El domingo pasado, antes del partido River-Tigre, a alguna mente preclara se le ocurrió regar intensamente la cancha, sin tomar en cuenta que el día anterior había diluviado. El resultado fue, durante los primeros quince minutos, un show de patinaje, aunque sin la gracia de las leves jovencitas que se destacan en esa disciplina. Los jugadores suplicaban por tapones de mayor altura (galochas necesitaban), mientras la pelota, al deslizarse, levantaba una estela espesa y geométrica de agua.
El partido, durante un rato largo, fue una porquería. Mejor dicho: fue un cometido imposible. Pero no se trataba de un boicot, sino de una disposición sagrada entre los nuevos hábitos del fútbol: la cancha tiene que estar mojada. ¿Por qué? Porque así es más rápida. Porque así le gusta a Messi y porque así se usa en todo el mundo.
En épocas remotas, los futbolistas se quejaban si el piso estaba blando, resbaloso. El agua no ayudaba, en especial a los de técnica pulida. Ya tenían que lidiar con los pozos en las canchas yermas de entonces como para agregar un chubasco artificial. Habrían dado un brazo por las modernas alfombras cortadas con alicate que vemos por ESPN. ¡¿Cómo las iban a inundar?!
Los que echaban agua eran los que no sabían. O los taimados, como el Toto Lorenzo, que se jactaba de conducir un equipo barrero, de prohijar una épica cochambrosa. El Toto no quería un juego más veloz, sino joder al prójimo, sacarlo del eje, someterlo a la inestabilidad. Era un ventajero, como todos los que, en cualquier actividad, embarran la cancha.
Ahora es al revés. Los exquisitos reclaman humedad. Los pisos recién encerados. Si sos Messi, vaya y pase. Pero si sos Tula, por decir alguien, empieza a peligrar la integridad de los colegas.

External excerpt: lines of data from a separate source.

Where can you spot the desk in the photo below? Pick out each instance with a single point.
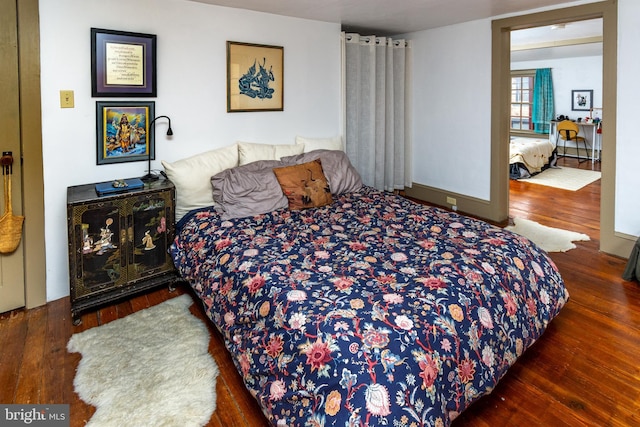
(588, 130)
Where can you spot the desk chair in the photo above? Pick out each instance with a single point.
(568, 131)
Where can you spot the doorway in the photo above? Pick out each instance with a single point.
(571, 54)
(21, 131)
(501, 29)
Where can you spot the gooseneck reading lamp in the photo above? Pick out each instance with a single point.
(150, 176)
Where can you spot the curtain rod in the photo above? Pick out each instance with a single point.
(349, 37)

A buena parte de los jugadores de la liga argentina le cuesta ajustar el pase en condiciones meteorológicas óptimas y sobre un pasto tierno y parejo. ¿Por qué, entonces, insisten con el riego antes del match? ¿Por qué carajo quieren ir más rápido si, dadas sus necesidades y aptitudes, tendrían que ir más lento? ¿Le añadirían al ecosistema del estadio un viento de 150 kilómetros por hora para que la pelota vuele? Entonces no jodan con los grifos.

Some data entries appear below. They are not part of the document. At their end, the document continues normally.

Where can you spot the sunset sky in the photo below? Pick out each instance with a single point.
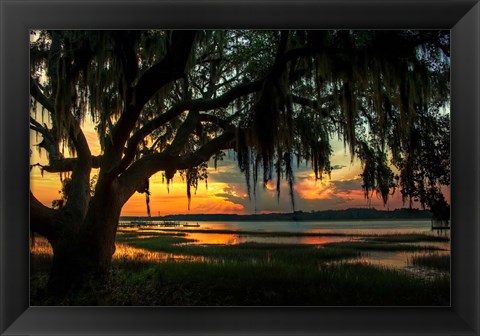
(227, 191)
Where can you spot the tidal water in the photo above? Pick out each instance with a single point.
(329, 232)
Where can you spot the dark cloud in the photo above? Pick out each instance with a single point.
(346, 186)
(336, 167)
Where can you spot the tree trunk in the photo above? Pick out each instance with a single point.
(83, 256)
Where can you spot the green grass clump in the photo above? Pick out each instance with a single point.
(248, 274)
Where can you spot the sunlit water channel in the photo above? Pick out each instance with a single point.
(328, 232)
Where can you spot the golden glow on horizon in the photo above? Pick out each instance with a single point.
(227, 192)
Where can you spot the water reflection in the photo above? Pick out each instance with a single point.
(234, 239)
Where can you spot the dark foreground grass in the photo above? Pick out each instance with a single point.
(250, 274)
(247, 284)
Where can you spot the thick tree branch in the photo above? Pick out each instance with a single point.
(78, 196)
(169, 69)
(142, 169)
(40, 97)
(192, 105)
(42, 219)
(67, 164)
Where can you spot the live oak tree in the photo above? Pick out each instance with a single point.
(168, 101)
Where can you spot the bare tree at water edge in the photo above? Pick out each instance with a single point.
(169, 101)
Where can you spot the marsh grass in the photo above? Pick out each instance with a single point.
(159, 270)
(435, 261)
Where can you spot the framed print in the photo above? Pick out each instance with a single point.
(331, 127)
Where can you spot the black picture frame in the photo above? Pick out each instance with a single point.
(19, 16)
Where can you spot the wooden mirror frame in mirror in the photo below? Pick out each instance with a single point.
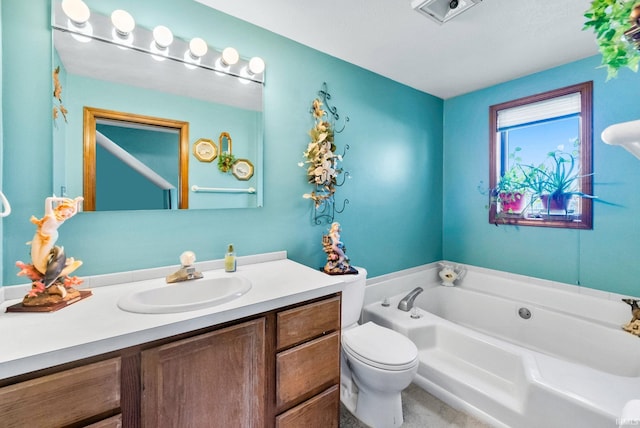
(90, 117)
(224, 135)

En los deportes sobre parqué, los auxiliares se meten en la cancha, trapo en mano, para secar de inmediato cualquier amago de charco. Suena sensato. Previenen la patinada. En el fútbol, en cambio, se promueve el accidente. El curso azaroso de la pelota, cuando no las caídas aparatosas a lo Buster Keaton.

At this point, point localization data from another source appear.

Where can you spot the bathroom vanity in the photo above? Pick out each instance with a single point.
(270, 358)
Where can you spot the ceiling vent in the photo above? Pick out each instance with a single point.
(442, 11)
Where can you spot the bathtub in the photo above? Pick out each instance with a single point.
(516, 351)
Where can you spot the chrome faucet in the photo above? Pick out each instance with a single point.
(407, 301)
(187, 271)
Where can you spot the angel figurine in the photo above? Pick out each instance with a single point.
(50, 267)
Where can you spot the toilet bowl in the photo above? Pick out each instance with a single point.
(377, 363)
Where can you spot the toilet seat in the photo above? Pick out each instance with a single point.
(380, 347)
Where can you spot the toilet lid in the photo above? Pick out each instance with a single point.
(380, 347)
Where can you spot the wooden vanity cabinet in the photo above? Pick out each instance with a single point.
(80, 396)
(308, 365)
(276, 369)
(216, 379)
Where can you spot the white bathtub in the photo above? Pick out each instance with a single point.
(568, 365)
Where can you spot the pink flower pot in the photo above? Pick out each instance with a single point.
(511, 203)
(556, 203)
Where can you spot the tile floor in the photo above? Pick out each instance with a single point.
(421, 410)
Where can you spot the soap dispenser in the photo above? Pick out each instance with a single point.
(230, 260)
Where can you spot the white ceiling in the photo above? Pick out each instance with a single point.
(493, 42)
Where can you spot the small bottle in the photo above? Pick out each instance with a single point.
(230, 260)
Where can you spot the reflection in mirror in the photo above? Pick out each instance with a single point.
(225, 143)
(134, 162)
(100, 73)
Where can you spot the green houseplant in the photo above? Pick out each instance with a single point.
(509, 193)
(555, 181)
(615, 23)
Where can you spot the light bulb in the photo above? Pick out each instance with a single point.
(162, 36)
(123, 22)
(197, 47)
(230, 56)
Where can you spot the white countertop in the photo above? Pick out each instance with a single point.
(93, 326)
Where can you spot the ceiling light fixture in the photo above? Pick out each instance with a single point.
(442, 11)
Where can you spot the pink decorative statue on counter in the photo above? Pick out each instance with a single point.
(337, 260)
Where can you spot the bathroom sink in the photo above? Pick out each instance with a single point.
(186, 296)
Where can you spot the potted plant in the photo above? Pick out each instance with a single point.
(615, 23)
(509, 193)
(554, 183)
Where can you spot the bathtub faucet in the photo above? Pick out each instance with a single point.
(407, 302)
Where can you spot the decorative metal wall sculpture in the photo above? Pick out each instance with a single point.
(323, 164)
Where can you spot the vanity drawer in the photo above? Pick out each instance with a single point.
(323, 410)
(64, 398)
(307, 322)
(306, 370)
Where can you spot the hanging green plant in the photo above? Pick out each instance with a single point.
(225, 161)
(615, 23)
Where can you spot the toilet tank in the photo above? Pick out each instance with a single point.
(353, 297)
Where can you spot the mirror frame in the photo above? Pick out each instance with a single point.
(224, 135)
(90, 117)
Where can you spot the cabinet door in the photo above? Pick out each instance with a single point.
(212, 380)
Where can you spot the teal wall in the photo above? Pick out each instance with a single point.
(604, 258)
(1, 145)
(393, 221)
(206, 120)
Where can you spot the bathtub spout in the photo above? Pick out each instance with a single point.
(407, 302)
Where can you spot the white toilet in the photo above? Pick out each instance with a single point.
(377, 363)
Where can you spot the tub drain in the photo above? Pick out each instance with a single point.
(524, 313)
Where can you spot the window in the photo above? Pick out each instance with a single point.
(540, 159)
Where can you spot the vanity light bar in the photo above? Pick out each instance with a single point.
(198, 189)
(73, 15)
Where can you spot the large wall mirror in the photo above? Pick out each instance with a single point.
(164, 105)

Entiendo que, a esta altura, el terreno tal como lo dejó el rocío matutino es una especie de desierto para los jugadores. El cambio cultural indica que al fútbol se juega sobre una superficie empapada. Todos aprendieron de ese modo. Se ha impuesto el obstáculo, la exigencia técnica extrema, que no todos están preparados para afrontar.
Prefiero que la celeridad no sea un derivado del suelo (como la papa o la soja), sino un atributo de los atletas. Aunque no el más importante, claro. A veces vamos rápido a ninguna parte. O al lugar equivocado.
Me acuerdo de una frase muy descriptiva de los militares: “Al pedo, pero temprano”.